Tuesday, February 06, 2018

Mozambique Government Denies Cooperation With North Korea
Deputy Foreign Minister Maria Lucas.
Allafrica.com

Maputo — Mozambique's Deputy Foreign Minister, Maria Lucas, on Monday denied claims, carried by the US television station CNN, that Mozambique is violating United Nations sanctions against North Korea, and is cooperating militarily with Pyongyang.

Interviewed by Radio Mozambique, Lucas said that the only cooperation between Mozambique and North Korea is political. She added that international experts will be visiting the country in the first quarter of the year to monitor compliance with the sanctions against the Kin Jong-un regime.

The experts are from the United Nations panel set up in 2009 to monitor the sanctions, which were imposed because of Pyongyang's illicit nuclear weapons programme. Lucas said Mozambique is willing to cooperate with the UN panel.

“The government recently invited the panel to visit Mozambique to see on the spot the work the country is doing to collaborate with this panel”, said Lucas. “The panel has promised to visit Mozambique during this quarter”.

Lucas said Mozambique has “historic relations” with North Korea dating back to the early days of the liberation struggle against Portuguese colonial rule, when North Korea provided support for the guerrilla army of the Mozambique Liberation Front (Frelimo).

“We continue to have these political relations with North Korea, but because Mozambique is part of the United Nations, we are cooperating with all the work of the UN panel on the sanctions against North Korea”, said Lucas. “Mozambique is implementing all the lessons and agenda of the United Nations and that is why work is being done on the ground to identify some Mozambican companies working with North Korea before the publication of the sanctions”.

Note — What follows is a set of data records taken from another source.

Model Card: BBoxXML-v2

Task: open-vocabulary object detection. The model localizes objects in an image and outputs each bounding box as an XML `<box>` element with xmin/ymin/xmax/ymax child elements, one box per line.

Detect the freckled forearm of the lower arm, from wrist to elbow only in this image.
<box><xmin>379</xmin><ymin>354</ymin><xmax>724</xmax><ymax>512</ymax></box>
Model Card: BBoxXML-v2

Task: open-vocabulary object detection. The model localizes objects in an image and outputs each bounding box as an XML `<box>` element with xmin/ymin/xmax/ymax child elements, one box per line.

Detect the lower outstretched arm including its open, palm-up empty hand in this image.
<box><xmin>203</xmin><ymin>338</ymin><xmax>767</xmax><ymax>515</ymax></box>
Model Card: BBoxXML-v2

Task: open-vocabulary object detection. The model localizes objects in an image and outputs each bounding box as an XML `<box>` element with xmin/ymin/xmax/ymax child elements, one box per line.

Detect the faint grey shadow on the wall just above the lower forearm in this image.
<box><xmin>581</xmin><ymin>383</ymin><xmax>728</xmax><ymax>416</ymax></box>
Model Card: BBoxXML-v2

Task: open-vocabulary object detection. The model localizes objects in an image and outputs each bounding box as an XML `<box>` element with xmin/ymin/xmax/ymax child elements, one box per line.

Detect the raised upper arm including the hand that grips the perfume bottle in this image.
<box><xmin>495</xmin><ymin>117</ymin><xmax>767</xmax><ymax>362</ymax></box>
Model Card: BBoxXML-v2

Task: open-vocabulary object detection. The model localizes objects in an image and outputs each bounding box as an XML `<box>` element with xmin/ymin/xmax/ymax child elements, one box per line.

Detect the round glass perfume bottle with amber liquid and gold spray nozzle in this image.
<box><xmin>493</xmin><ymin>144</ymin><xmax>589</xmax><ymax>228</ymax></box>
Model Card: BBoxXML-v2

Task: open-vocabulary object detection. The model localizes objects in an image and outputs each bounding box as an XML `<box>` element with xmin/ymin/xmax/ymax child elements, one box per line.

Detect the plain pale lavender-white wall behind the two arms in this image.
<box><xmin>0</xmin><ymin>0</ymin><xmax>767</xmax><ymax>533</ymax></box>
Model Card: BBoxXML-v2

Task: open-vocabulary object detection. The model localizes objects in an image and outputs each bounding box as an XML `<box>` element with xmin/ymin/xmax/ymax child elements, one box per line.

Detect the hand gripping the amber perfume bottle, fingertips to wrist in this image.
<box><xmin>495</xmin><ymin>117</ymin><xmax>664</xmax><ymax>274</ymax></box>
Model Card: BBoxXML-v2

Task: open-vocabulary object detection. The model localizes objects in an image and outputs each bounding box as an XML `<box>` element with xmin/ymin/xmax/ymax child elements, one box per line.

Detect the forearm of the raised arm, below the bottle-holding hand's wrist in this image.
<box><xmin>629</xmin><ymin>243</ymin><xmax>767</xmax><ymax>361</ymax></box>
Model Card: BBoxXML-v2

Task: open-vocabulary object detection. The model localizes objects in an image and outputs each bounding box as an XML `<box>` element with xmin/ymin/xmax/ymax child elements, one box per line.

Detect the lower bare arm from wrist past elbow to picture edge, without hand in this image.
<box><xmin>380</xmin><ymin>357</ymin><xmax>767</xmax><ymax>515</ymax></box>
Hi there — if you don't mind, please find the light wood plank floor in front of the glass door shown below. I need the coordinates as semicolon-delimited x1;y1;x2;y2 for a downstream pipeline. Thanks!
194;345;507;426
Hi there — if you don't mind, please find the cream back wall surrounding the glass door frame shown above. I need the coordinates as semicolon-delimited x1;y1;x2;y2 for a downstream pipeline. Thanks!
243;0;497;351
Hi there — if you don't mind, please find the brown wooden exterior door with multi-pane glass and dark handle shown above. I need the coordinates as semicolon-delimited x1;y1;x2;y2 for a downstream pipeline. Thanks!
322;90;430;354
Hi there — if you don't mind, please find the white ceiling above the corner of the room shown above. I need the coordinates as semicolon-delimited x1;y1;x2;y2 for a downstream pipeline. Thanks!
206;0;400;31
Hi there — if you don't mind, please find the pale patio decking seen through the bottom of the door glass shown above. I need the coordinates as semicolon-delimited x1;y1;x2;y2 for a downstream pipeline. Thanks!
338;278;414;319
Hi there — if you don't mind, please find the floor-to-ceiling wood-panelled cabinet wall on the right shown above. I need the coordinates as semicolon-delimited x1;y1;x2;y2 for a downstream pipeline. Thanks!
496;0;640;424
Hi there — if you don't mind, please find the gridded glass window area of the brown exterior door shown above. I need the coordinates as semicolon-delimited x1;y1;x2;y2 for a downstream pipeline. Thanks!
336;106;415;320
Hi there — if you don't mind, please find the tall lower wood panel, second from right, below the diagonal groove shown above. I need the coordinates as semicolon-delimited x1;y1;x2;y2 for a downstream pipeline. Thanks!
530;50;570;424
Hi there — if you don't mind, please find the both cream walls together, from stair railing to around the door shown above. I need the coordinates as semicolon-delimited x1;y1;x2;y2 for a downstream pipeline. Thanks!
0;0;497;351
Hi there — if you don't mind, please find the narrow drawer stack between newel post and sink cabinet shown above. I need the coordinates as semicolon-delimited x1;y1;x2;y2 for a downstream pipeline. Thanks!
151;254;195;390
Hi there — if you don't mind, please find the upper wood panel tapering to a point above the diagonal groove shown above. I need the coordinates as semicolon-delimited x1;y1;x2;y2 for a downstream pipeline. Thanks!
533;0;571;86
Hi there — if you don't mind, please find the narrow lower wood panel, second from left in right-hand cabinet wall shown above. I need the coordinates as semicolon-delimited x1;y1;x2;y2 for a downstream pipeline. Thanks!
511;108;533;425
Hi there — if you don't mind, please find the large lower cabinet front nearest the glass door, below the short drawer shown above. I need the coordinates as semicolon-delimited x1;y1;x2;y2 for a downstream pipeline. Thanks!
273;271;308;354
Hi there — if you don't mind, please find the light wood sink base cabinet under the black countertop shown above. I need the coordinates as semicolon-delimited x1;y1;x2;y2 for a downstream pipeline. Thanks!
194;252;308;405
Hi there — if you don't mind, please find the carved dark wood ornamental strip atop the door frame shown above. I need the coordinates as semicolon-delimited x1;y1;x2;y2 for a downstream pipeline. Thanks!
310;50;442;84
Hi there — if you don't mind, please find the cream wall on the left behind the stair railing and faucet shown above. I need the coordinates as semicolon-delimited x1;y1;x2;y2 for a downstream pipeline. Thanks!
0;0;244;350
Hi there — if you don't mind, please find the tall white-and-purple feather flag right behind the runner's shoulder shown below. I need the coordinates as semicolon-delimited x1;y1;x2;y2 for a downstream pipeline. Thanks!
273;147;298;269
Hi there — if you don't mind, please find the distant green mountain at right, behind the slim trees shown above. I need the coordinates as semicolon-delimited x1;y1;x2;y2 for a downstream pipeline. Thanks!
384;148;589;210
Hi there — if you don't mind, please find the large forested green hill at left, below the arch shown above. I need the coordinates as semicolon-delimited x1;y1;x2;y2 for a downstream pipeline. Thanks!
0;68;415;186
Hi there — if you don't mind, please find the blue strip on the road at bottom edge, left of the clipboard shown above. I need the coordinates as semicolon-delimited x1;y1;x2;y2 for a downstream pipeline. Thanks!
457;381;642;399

She claimed the government had been working with these companies to make them aware of the sanctions, and insisted “now we have no economic relations with North Korea”.

The CNN piece claimed to have stumbled across a joint fishing venture between Mozambique and North Korea. It filmed two rusting vessels named “Susan 1” and “Susan 2” in the Maputo fishing port, which it claimed were “sanctions busting trawlers manned by crews from North Korea”.

CNN showed ignorance of the Mozambican economy by describing fishing as “one of the country's most lucrative industries”. While this may have been true in the 1970s, today fisheries accounts for a small percentage of Mozambican GDP and of the country's exports.

After the first couple of paragraphs, CNN switches to much more serious allegations of military cooperation. CNN claims that it “uncovered a secret web of front companies, military cooperation and elite-forces training deals between North Korea and Mozambique, all in violation of international sanctions”.

The CNN reporters say they had access to documents showing “that the cooperation is sealed with illegal contracts worth millions of dollars. The money is funnelled through regionally based North Korean diplomats to Pyongyang”.

The report cites unnamed Mozambican military sources saying that “North Koreans have been training elite forces at a base in Maputo for at least two years”.

CNN does not pinpoint the exact location of this alleged base, and no other media has mentioned it.

The purpose of this cooperation, from Pyongyang's point of view, is to obtain desperately needed hard currency. But Mozambique itself has been in severe financial difficulties since the discovery of previously undisclosed debts in 2016.

The “hidden debts” of over two billion US dollars, incurred, with illicit government guarantees, by the security related companies Ematum (Mozambique Tuna Company), Proindicus and MAM (Mozambique Asset Management), led the International Monetary Fund (IMF) to suspend its programme with Mozambique. Other donors and financial agencies followed suit - in April 2016, all 14 donors who used to provide direct support to the state budget suspended their disbursements and to date have not resumed them.

Other parts of the CNN report seem to suggest that the military cooperation of the past may have ended. An earlier report from the UN Panel of Experts mentioned North Korean cooperation with the Mozambican armed forces in such areas as radar and air defence systems, and the refurbishment of tanks and other Soviet-era equipment. A front company called Haegeumgang was used to run the operation.

Thanks to correspondence between Mozambican military officials and North Korean representatives, which CNN claims to have seen, the journalists discovered the Haegeumgang premises in Maputo - a two-story building in the heart of the city.

But the house has been abandoned, and is now up for rent. A rental agent told CNN "There were some Asians living and working here. They left three or four months ago". He said they left because they could not afford to pay the rent.